A gerente executiva do Rayuela Bistrô, Raquel Pacheco, 28 anos, concorda com Hélvio. “Nós organizamos pequenas competições desde que o café existe. É uma boa solução para quando temos um estoque parado ou uma oferta boa de algum produto. Estimulamos a concorrência entre eles para ver quem vende mais. O vencedor ganha um prêmio, que varia entre folgas e bens”, revela. Mas ela ressalta: se as competições se tornam recorrentes, podem “viciar” o funcionário, que pode passar a trabalhar bem apenas quando houver alguma premiação.
Quem gosta da estratégia é Renato Castelo Branco, 31, funcionário do Rayuela há quase quatro anos. Ele já ganhou diversas bonificações nessas competições e, inclusive, levou o título de melhor funcionário de 2008. Curso de vinhos, aumento de salário e dias de folga já foram algumas das recompensas que recebeu pelos os esforços extras. “Essas estratégias funcionam de formas diferentes com cada pessoa. Comigo dá certo porque estou sempre me esforçando. Quando surge isso, é uma motivação a mais, mas não a razão principal para um bom trabalho”, garante . “Aqui no Rayuela, funcionam porque o clima é bom. A competição tem de ser saudável”, completa. E Raquel endossa o funcionário: “O saldo é sempre positivo”.

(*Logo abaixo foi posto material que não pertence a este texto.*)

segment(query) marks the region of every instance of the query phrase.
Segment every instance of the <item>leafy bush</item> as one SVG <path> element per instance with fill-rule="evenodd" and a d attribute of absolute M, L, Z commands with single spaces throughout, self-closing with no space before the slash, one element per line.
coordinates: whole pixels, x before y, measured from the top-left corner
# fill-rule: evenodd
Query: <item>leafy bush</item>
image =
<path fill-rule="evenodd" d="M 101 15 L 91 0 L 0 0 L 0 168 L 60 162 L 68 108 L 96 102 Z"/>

Para Antônio Carminhato, especialista em recursos humanos e presidente do Grupo Soma, a competitividade entre trabalhadores pode também ser um meio de conhecer melhor o perfil de cada funcionário. “É uma maneira de as empresas reconhecerem os melhores profissionais e criarem uma disputa saudável entre eles”, pontua. E completa: “Pesquisas recentes mostram que a remuneração não é o primeiro objetivo ou o motivo de permanência do profissional na empresa. Está sempre em terceiro ou quarto lugar”. De acordo com Carminhato, a possibilidade de crescimento e um bom ambiente de trabalho são mais importantes que um pequeno aumento no contracheque.
O consultor avalia que prêmios em dinheiro pedem uma atenção maior por parte do empregador, já que a legislação trabalhista tributa situações como essa. “Um prêmio como o reconhecimento do profissional com uma foto pode ter um impacto psicológico maior no interessado”, considera.
Quadro renovado
Para que a disputa não se torne negativa, Carminhato sugere uma constante supervisão do que está acontecendo. “Se o responsável não ficar atento, o resultado pode ser o contrário do que o é esperado e diminuir a produtividade da equipe”. O consultor afirma que essas atividades permitem também uma renovação do quadro de funcionários, buscando um melhor rendimento dentro da empresa.
Gerente de RH da Sama, eleita em 2010 uma das 10 melhores empresas para se trabalhar no Brasil, Moacy de Melo acredita que uma forma de evitar os eventuais problemas, a companhia precisa pensar no bem-estar antes de qualquer outra coisa. Para evitar a competição exagerada e insalubre, ele conta que a Sama trabalha com a fixação de metas para que qualquer pessoa que as alcance receba uma bonificação, que não necessariamente é em dinheiro. “Desse modo, acreditamos que o funcionário é levado a superar seus próprios limites.”
Segundo Raquel Pacheco, essa é a forma que traz mais resultados. “Para adicionar um pouco de brincadeira nisso, estabelecemos prêmios surpresas. Assim, quem supera a meta não sabe com certeza o que vai ganhar”, explica. Mas Antonio Carminhato adverte que isso não necessariamente elimina a competitividade: “Quem passa a meta, vai querer saber se foi mais longe do que o colega que também cumpriu o objetivo”, pondera.